3. When it comes to exercise, HIIT it!

HIIT stands for High Intensity Interval Training, and it involves short (30 to 60 seconds) of very high intensity work such as sprinting, alternated with short rest periods, for a total duration of 20-30 minutes. Tabata training is one example of HIIT. Research shows this type of training revs up your calorie burn for hours post-exercise.

4. Eat enough.

Besides losing weight, the next surest way to slow down your metabolism is to eat too few calories. Think about it like stoking the fire—when you nourish your system with plenty of healthful nutrients, your body will respond by utilizing those nutrients efficiently.

5. Digest complicated food!

The act of digestion itself burns calories. This is called the Thermic Effect of Food or TEF. To maximize your TEF:

  • Eat whole foods instead of processed foods (an orange vs a glass of orange juice)
  • Eat more protein-based instead of carbohydrate-based meals. In fact, a protein-based meal elicits a TEF of around 30% of the calories eaten, meaning you’ll burn about 180 calories just by digesting a 600-calorie protein meal! In contrast, the TEF for carbs is 5-6%.

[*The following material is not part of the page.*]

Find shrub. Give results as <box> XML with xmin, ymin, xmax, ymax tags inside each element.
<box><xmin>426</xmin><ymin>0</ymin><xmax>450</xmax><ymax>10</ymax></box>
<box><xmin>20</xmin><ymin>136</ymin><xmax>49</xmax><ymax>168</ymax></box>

6. Finally, some proven quick fixes.

  • Green tea—research has shown 3-5 cups per day may burn about 70 extra calories.
  • Coffee—many studies show that a cup of coffee with 100-150mg of caffeine increases metabolic rate anywhere from 3-7% in the hours after drinking it.
  • Water—dehydrated tissues struggle to process calories into usable energy, so staying optimally hydrated will keep your metabolism from becoming sluggish.